Die Urlesung: Burgtheater
„Obwohl 1985 kaum jemand mein Stück „Burgtheater“ gekannt hat (es wurde nur in Bonn uraufgeführt), habe ich meinen guten Namen in Österreich verloren.“ – Elfriede Jelinek ist inzwischen als Nobelpreisträgerin weltberühmt. „Burgtheater“ hingegen, ihre „Posse mit Gesang“ über nationale Selbstinszenierungen und wendig wandelbare Publikumslieblinge wie Paula Wessely, Attila und Paul Hörbiger kennt immer noch kaum jemand. 40 Jahre lang hatte Jelinek die Aufführungsrechte gesperrt.
Wenige Tage vor der überfälligen BURG-Premiere präsentiert das Ensemble von Milo Raus BURGTHEATER-Inszenierung nun in einer „Urlesung“ den gesamten Stücktext, eine Entdeckung.
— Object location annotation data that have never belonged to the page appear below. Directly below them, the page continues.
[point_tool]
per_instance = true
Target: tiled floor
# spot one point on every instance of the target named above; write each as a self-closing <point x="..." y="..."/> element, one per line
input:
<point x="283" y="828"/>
Kaum jemals zog Elfriede Jelinek derart gnadenlos alle komödiantischen Register; nie davor und danach war sie etwa so nah an Sprachwitz und -gewalt von Ernst Jandl und der Wiener Gruppe, wenn ihre Kunstsprache Heurigen-Lieder, Wien-Film-Dialoge oder Burg-Klassiker wie „König Ottokars Glück und Ende“ bis zur Wiedererkennbarkeit verfremdet: „Drum ist der Österreicher sang und klank, / trägt seinen Fehl, trägt offen seine Greubeln. / Bekleidet nicht, läßt lieber sich besteigen. / Und was er tut, ist froher Wuts getan.“
Besetzung
BURGTHEATER
„Wenn man’s in Wien aufführt, wird’s sicher der größte Theaterskandal der Zweiten Republik!“ Als Elfriede Jelinek 1981 ihr damals jüngstes Stück, eine „böse Posse mit Gesang“, ankündigte, da ahnte nicht einmal sie, dass BURGTHEATER auch ohne die eigentlich geplante Premiere im Burgtheater ihren Ruf als „Nestbeschmutzerin“ begründen sollte. Eine berühmte Schauspielerfamilie, Geraunze und Geraune in mörderischer Kunstsprache: Für den Schweizer Regisseur und Wiener Festwochen-Intendanten Milo Rau, dem Jelinek nun exklusiv die Rechte für eine späte Burgtheater-Premiere einräumte, werden dies nur einige der Ausgangspunkte für ein größeres szenisches Panoptikum sein: Öffentlichkeit und Anpassung, Geschichte (der BURG, des Theaters und Europas), Faschismus und Verdrängung.